Unuamen Artifacts and Historical Reserve 
Unuamen, a surrounding neighbourhood of Okomu Forest Reserve and serene community with the conducive climatic condition and environmentally friendly people, has Ecotourism assets. A stretched layout of rainforest land with rich and diverse flora and fauna and a variety of wildlife, among which is the endangered white-throated monkey and African dwarf crocodile. An open, well stretched out Ovia/Osse river with free-flowing current and annual hydropower potential of 61.619 MW, runs on Unuame western borders. This southerly flowing Ovia/Osse river is also  Okomu Forest Reserve's main drainage and eastern boundary, therefore, making Unuame one of its peripheral communities as shown on the map of Okomu Forest Reserve. It is a beautiful sight to behold. A river beach should be on it for recreation! Unuame has many other attractions, artifacts and historical sites.

In 2017, the Edo State Commissioner for Arts, Culture, Tourism and Diaspora; Hon Osazee Osemwengie-Ero, visited the historical locations in Unuame on behalf of the State Governor, Mr Godwin Nogheghase Obaseki. Expressing delight at the historical sites, the commissioner said on a quote: "Today I have seen what I read in books about Oba Esigie and Queen Idia and where the event happened. It is overwhelming.
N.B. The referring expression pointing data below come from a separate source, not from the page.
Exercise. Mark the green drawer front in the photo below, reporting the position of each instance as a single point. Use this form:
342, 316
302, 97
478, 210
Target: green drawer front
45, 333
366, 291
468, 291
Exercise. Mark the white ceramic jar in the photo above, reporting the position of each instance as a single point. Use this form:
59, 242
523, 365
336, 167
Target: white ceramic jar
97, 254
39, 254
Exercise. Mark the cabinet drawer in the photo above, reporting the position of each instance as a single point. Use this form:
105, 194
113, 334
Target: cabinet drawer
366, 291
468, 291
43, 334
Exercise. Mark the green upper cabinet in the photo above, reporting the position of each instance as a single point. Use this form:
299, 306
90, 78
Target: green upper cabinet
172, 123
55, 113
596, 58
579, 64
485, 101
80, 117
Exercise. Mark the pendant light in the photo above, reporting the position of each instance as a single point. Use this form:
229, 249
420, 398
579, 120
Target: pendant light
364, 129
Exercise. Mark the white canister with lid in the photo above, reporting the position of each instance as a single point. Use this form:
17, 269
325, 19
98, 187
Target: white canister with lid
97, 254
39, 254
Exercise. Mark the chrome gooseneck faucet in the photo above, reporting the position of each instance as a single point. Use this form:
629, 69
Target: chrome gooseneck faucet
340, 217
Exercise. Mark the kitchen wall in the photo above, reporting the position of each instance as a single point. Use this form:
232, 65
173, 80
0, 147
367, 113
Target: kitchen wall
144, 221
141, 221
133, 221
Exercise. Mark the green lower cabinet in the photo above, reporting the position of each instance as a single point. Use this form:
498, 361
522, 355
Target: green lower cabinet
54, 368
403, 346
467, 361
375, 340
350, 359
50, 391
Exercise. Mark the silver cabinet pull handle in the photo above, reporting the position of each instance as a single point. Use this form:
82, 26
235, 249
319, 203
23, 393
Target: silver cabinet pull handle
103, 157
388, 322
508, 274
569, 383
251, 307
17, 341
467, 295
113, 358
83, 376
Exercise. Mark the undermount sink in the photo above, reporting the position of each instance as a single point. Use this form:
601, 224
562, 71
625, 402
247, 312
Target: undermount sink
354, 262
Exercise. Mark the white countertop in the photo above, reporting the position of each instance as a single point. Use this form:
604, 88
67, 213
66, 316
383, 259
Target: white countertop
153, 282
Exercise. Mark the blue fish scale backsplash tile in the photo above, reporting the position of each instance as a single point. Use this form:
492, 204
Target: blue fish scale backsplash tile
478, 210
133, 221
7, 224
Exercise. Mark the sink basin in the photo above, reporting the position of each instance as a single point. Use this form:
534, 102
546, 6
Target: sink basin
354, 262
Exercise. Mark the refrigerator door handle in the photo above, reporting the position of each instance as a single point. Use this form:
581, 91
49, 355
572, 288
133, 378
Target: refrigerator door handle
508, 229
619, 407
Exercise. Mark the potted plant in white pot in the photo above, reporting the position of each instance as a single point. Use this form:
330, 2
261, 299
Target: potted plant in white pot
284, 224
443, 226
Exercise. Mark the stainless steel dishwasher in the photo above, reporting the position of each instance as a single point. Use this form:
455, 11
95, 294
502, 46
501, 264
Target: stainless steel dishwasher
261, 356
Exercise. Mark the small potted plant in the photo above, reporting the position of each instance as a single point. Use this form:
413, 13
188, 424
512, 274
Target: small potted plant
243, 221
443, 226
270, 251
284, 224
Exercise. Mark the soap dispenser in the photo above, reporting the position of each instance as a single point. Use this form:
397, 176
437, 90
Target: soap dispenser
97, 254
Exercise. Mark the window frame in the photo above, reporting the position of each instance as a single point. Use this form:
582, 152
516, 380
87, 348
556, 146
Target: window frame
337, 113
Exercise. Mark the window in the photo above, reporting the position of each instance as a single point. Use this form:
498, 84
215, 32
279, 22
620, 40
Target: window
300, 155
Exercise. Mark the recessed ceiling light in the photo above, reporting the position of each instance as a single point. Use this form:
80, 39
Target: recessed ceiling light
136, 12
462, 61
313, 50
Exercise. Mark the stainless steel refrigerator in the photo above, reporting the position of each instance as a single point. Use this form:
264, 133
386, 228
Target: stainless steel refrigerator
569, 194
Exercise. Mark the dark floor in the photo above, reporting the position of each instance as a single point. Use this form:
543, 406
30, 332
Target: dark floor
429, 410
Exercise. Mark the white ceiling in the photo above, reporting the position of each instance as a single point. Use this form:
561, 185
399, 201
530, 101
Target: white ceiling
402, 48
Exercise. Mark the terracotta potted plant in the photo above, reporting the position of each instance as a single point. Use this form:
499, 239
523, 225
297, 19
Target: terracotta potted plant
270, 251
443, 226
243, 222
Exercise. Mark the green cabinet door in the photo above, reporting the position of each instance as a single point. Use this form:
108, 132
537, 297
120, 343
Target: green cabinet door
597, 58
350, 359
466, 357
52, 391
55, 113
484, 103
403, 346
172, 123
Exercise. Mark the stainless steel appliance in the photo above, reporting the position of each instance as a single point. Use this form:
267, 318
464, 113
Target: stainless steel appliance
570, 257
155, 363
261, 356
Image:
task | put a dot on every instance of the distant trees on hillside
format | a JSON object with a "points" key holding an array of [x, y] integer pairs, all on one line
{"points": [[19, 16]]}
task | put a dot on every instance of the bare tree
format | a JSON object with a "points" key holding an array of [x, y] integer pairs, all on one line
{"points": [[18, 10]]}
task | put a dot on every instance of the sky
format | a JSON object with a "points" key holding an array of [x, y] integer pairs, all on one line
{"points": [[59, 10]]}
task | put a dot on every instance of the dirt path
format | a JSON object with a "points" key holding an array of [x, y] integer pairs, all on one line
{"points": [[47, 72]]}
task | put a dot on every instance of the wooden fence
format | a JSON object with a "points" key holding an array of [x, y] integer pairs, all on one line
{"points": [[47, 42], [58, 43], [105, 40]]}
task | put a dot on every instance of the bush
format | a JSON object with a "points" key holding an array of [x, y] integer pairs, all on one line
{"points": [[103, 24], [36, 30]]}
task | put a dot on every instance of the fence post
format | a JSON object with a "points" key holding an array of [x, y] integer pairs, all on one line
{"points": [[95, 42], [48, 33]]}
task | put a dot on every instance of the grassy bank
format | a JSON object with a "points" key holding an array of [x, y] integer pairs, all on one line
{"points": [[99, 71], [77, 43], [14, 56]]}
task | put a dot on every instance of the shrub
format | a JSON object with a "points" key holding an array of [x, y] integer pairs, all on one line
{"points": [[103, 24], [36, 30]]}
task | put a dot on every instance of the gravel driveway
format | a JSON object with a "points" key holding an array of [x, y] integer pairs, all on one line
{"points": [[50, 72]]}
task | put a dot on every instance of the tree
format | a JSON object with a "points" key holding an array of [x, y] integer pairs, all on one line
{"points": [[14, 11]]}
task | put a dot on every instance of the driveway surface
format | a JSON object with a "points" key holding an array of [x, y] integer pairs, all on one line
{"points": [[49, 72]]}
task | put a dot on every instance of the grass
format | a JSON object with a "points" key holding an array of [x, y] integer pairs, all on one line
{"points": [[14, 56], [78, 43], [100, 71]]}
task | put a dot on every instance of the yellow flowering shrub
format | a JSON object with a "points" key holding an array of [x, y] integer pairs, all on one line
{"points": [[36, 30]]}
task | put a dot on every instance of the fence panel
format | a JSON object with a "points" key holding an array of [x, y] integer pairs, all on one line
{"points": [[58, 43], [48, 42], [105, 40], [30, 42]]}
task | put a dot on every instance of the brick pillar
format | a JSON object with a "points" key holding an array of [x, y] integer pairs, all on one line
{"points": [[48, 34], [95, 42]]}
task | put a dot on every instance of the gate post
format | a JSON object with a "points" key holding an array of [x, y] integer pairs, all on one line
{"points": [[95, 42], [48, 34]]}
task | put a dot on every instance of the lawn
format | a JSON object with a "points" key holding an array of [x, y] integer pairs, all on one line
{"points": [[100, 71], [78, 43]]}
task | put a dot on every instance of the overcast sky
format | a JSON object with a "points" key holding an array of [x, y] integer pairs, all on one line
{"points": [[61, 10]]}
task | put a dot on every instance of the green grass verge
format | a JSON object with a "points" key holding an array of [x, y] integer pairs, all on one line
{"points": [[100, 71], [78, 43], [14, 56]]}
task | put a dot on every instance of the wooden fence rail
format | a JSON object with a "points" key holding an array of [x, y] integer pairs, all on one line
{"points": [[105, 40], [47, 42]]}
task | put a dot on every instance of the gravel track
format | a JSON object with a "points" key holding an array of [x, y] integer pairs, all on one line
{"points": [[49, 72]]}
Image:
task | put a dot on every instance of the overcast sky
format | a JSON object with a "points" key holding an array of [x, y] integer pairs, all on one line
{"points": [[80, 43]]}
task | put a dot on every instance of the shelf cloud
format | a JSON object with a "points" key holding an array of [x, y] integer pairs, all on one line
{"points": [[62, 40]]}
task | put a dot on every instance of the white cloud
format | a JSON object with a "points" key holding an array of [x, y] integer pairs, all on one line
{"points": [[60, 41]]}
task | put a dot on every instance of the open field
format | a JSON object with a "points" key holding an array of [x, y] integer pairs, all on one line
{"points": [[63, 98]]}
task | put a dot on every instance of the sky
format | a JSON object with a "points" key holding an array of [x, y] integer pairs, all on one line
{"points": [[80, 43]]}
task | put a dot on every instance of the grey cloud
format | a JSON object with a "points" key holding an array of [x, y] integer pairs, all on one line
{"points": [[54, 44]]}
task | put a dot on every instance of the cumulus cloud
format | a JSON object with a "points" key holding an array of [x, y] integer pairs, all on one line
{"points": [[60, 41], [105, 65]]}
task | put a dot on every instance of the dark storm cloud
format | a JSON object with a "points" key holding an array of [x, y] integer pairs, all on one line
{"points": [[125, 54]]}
What I saw in Unuamen are worth preserving as they take us way back to over 300 years ago".

The Unuame Government proposed Tourism Centre known as "UNUAMEN HISTORICAL RESERVE" hoist the entry route of Oranmiyan (1170-1200) into Benin kingdom; the renowned Queen Idia Pots, waterpots and food bowls (Okebu) used in cooking for Benin army and hosting Udo warriors to a mysterious defeat. Annually, the Unuamen people create a cultural celebration, whereby the elders of the community offer prayers at the POTS. There is also the Odighi where Ovia anchored and the location of the conference/meeting place where Oba Esigie and Arhuanran met each other for the last time. Additionally, there is Oba Esigie's war camp, monument (a mound) and precious stone (Okuta-Esigie) used during the famous war against Udo and Arhuanran, to mention but a few. Consequently, Unuamen has become a tourist destination for students of history (Vanguard Nigeria, 2018).